How to Enter a Big City
Thomas James Merton
Swing by starwhite bones and
Lights tick in the middle.
Blue and white steel
Black and white
People hurrying along the wall.
”Here you are, bury my dead bones.“
Curve behind the sun again
Towers full of ice. Rich
Glass houses, “Here,
Have a little of my blood,”
Wheat in towers. Meat on ice.
Cattlecars. Miles of wide-open walls.
Baseball between these sudden tracks.
Yell past the red street—
Have you any water to drink, City?
Rich glass buildings, give us milk!
Give us coffee! Give us rum!
There are huge clouds all over the sky.
River smells of gasoline.
Cars after cars after cars, and then
A little yellow street goes by without a murmur.
There came a man
(”Those are radios, that were his eyes“)
Who offered to sell us his bones.
Swing by starwhite buildings and
Lights come to life with a sound
Of bugs under the dead rib.
Miles of it. Still the same city.
Do you know where you are going?
Do you know whom you must meet?
Fortune, perhaps, or good news
Or the doctor, or the ladies
In the long bookstore,
The angry man in the milkbar
The drunkard under the clock.
Fortune, perhaps, or wonder
Or, perhaps, death.
In any case, our tracks
Are aimed at a working horizon.
The buildings, turning twice about the sun,
Settle in their respective positions.
Centered in its own incurable discontent, the City
Consents to be recognized.
Then people come out into the light of afternoon,
Covered all over with black powder,
And begin to attack one another with statements
Or to ignore one another with horror.
Customs have not changed.
Young men full of coffee and
Old women with medicine under their skin
Are all approaching death at twenty miles an hour.
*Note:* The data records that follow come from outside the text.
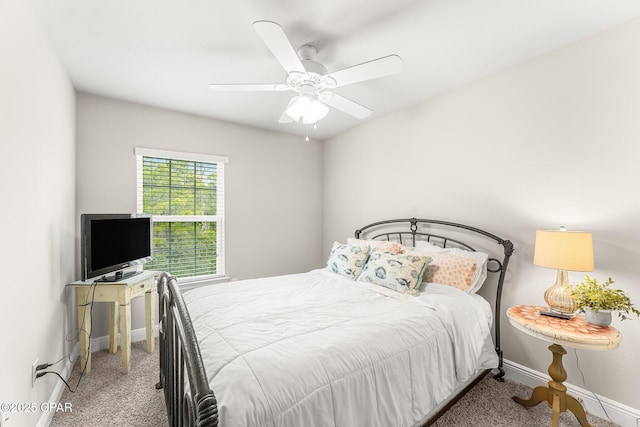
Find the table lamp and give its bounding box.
[533,227,593,319]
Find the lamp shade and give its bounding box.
[533,230,593,271]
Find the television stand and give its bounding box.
[67,270,160,374]
[94,271,142,283]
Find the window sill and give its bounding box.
[178,276,232,292]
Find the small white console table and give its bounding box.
[67,271,160,374]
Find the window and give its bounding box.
[135,148,227,280]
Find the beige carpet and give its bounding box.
[51,342,616,427]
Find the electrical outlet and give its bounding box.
[31,359,38,388]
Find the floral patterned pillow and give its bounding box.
[327,242,370,280]
[422,253,477,292]
[358,248,431,295]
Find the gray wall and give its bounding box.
[0,0,75,427]
[76,93,322,337]
[323,19,640,408]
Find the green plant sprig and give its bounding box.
[571,276,640,320]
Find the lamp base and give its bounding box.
[540,310,573,320]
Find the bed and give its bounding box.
[158,218,513,427]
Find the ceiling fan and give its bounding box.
[210,21,402,124]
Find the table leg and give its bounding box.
[76,288,91,375]
[120,304,131,373]
[109,302,120,353]
[144,289,157,353]
[513,344,591,427]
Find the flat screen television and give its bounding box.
[80,214,153,282]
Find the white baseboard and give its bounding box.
[37,325,159,427]
[504,359,640,427]
[37,352,640,427]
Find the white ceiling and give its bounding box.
[33,0,640,140]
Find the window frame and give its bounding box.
[134,147,229,284]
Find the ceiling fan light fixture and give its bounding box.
[284,94,329,125]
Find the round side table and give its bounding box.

Everywhere there is optimism without love
And pessimism without understanding,
They who have new clothes, and smell of haircuts
Cannot agree to be at peace
With their own images, shadowing them in windows
From store to store.
Until the lights come on with a swagger of frauds
And savage ferns,
The brown-eyed daughters of ravens,
Sing in the lucky doors
While night comes down the street like the millennium
Wrapping the houses in dark feathers
Soothing the town with a sign
Healing the strong wings of sunstroke.
Then the wind of an easy river wipes the flies
Off my Kentucky collarbone.
The claws of the treacherous stars
Renegade drums of wood
Endure the heavenward protest.
Their music heaves and hides.
Rain and foam and oil
Make sabbaths for our wounds.
(Come, come, let all come home!)
The summer sighs, and runs.
My broken bird is under the whole town,
My cross is for the gypsies I am leaving
And there are real fountains under the floor.
Branches baptize our faces with silver
Where the sweet silent avenue escapes into the hills.
Winds at last possess our empty country
There, there under the moon
In parabolas of milk and iron
The ghosts of historical men
(Figures of sorrow and dust)
Weep along the hills like turpentine.
And seas of flowering tobacco
Surround the drowning sons of Daniel Boone.